Je m’explique. Mon amie et moi utilisons ICloud pour nos sauvegardes automatiques de nos Iphones, très pratique, plus besoin de penser à faire régulièrement des sauvegardes. Nous avons donc pris chacun un compte 50Go à 1€, soit 24€ par an pour le couple pour la sérénité... depuis peu, notre sauvegarde dépasse légèrement les 50Go alloués.
Si l’on passe sur le forfait supérieur 200Go 3€, on passerait de 24€ à 72€ pour nous 2 à l’annee ...
Je souhaiterais donc savoir s’il était possible de partager un compte ICloud (200Go pour 2 serait idéal), MAIS :
En ne partageant uniquement le stockage, de manière indépendante, ne pas partager les photos, contacts, calendriers, applis, achats, bref garder 2 appareils totalement indépendants mais ne partager que l’espace de stockage.
Merci par avance de vos retours et très bonne journée.


----------



## Jonathan16 (28 Août 2018)

Mat05051 a dit:


> Bonjour à tous,
> Tout d’abord, si toutefois le sujet a été traité sur ce forum, veuillez m’en excuser, je n’ai pas trouvé de réponse à ma demande étant je pense un peu particulière.
> Je m’explique. Mon amie et moi utilisons ICloud pour nos sauvegardes automatiques de nos Iphones, très pratique, plus besoin de penser à faire régulièrement des sauvegardes. Nous avons donc pris chacun un compte 50Go à 1€, soit 24€ par an pour le couple pour la sérénité... depuis peu, notre sauvegarde dépasse légèrement les 50Go alloués.
> Si l’on passe sur le forfait supérieur 200Go 3€, on passerait de 24€ à 72€ pour nous 2 à l’annee ...
> ...



Bonjour,

Il n'y a rien de plus simple : tu créées une famille et active le partage familiale... Nous l'avons fait avec mon compagnon et notre fille de 8 ans...

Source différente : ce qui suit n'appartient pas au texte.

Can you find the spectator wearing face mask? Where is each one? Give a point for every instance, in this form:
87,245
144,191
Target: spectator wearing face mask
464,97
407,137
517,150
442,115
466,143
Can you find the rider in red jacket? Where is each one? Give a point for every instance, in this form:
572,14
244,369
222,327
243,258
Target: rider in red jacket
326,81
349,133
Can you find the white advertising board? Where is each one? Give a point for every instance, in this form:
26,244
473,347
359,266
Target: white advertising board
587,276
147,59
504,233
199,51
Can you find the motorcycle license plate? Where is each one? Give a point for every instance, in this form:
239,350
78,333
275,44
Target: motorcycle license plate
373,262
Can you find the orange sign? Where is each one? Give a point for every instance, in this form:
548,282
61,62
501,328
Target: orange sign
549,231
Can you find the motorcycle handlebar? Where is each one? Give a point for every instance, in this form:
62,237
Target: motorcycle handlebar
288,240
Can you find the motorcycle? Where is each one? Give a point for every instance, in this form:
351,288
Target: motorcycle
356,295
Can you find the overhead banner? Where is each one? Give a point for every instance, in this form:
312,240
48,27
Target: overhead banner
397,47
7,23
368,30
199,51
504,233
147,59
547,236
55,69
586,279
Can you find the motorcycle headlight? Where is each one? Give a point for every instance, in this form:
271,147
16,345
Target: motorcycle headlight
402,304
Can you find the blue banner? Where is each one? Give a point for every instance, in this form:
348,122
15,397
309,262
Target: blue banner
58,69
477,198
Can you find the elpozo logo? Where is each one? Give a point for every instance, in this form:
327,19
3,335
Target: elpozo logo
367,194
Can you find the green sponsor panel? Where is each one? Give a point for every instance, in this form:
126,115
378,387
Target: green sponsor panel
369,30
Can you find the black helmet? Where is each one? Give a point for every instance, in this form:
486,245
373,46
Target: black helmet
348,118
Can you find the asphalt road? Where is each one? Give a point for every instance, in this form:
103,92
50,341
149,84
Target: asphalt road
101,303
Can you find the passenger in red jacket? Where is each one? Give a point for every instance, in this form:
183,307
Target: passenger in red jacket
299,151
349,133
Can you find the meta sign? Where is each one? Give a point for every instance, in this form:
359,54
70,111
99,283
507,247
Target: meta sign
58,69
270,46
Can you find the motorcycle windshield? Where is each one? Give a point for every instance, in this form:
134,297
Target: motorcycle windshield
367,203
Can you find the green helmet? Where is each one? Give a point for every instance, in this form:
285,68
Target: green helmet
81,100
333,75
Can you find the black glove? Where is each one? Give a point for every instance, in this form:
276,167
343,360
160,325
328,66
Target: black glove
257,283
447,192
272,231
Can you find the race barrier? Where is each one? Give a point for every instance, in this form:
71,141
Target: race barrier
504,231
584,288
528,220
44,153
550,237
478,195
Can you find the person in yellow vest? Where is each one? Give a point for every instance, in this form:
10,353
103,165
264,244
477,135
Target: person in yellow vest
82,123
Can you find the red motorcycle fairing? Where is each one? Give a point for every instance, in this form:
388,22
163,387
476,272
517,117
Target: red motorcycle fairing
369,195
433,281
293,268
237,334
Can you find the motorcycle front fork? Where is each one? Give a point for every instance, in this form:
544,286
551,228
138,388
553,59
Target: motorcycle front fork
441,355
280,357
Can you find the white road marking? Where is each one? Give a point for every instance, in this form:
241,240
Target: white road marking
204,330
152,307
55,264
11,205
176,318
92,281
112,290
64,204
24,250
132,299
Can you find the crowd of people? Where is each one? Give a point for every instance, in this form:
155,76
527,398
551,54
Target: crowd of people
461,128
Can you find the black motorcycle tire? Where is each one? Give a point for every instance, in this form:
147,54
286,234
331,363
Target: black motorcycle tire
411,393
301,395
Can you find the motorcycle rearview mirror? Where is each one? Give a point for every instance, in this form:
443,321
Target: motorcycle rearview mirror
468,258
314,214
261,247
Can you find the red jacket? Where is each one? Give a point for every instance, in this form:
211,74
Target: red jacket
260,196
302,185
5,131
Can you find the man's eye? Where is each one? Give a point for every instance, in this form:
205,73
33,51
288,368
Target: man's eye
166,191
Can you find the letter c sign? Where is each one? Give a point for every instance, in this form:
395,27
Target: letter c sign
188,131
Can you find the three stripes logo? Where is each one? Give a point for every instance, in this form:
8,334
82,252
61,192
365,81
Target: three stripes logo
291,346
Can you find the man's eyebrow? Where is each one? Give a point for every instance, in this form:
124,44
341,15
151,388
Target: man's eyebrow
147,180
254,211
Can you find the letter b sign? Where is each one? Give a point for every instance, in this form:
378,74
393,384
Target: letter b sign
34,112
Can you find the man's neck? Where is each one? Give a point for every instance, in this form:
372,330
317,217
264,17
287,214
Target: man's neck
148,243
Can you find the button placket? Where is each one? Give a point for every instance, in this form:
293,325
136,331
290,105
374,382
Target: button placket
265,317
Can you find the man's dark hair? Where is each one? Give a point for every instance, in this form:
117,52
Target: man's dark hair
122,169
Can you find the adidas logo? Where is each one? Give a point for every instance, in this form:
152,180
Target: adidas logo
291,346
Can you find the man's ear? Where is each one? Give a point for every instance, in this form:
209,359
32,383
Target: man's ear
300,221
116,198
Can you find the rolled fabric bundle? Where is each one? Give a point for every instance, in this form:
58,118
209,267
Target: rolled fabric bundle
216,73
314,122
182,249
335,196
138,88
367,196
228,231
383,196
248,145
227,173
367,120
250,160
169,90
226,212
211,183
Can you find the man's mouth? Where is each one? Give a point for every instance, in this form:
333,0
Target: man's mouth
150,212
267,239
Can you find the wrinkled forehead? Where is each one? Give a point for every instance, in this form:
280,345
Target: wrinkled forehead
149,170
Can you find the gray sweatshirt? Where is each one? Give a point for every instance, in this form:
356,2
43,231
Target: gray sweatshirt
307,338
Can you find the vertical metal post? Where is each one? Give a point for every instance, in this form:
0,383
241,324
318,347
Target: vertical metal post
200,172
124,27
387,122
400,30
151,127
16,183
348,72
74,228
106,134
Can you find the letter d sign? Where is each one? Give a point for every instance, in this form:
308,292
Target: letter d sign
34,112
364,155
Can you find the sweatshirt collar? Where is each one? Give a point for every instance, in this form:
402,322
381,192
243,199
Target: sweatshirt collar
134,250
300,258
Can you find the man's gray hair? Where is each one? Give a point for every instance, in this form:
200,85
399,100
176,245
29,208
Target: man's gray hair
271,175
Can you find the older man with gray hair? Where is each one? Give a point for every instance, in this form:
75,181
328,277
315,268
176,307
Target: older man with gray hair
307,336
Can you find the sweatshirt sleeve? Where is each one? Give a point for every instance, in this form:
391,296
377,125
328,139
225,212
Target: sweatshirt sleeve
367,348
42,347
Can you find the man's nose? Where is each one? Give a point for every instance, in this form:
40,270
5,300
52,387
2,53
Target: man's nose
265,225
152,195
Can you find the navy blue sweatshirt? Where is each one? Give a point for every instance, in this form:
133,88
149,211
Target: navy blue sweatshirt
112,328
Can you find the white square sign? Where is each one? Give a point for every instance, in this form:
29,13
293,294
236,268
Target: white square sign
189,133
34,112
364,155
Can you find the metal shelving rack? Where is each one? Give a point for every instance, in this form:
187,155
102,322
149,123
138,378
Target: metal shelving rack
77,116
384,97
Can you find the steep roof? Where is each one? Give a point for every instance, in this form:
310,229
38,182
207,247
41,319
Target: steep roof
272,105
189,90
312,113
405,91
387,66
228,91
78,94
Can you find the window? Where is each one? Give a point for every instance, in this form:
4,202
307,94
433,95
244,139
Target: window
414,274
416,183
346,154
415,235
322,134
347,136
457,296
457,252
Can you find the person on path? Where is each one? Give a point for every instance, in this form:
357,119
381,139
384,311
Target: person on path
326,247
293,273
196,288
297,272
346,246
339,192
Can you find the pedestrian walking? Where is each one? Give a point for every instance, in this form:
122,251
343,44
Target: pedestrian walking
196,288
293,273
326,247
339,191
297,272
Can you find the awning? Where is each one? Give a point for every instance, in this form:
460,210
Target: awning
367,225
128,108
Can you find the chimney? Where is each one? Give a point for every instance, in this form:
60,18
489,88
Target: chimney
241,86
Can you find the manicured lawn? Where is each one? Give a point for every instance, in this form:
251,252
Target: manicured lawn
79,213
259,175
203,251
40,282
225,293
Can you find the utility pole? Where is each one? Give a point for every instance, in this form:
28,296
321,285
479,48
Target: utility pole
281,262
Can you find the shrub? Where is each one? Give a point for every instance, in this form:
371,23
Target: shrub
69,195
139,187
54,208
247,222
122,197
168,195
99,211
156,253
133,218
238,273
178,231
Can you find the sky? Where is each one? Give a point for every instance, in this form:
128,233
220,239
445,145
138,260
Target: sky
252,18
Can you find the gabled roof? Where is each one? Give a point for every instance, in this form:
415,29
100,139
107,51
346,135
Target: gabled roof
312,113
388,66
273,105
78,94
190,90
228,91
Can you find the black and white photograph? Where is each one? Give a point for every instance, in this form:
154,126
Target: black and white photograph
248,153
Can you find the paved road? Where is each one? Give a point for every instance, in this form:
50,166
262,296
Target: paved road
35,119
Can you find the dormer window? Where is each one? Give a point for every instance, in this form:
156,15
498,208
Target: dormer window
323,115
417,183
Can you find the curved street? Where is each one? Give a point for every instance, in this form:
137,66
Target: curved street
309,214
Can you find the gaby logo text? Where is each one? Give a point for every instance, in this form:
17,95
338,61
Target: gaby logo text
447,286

Et je peux te garantir qui ni l'un ni l'autre n'a accès aux données de l'autre, la sauvegarde est bien indépendante juste que tu partages le forfait, nous partageons donc 200 Go à 3 pour 2.99 € seulement par mois...

Avec le partage familiale, tu ne partages pas de compte iCloud, chacun dispose bien de son propre compte...

Les autres avantages du partage familiale, c'est le forfait pour Apple Music (au lieu de payer chacun un abonnement, tu n'en paies qu'un seul pour 14,99 € au lieu de 19.98 €) et chacun a sa propre configuration...

Autre avantage, pour certaines applications un seul paiement suffit pour que tous profitent de l'application (bon ça ne fonctionne pas avec toutes malheureusement)...

Pour le passage de vos forfait actuels vers un forfait en partage familiale, il n'y a aucune perte de données (pour l'avoir testé)...


----------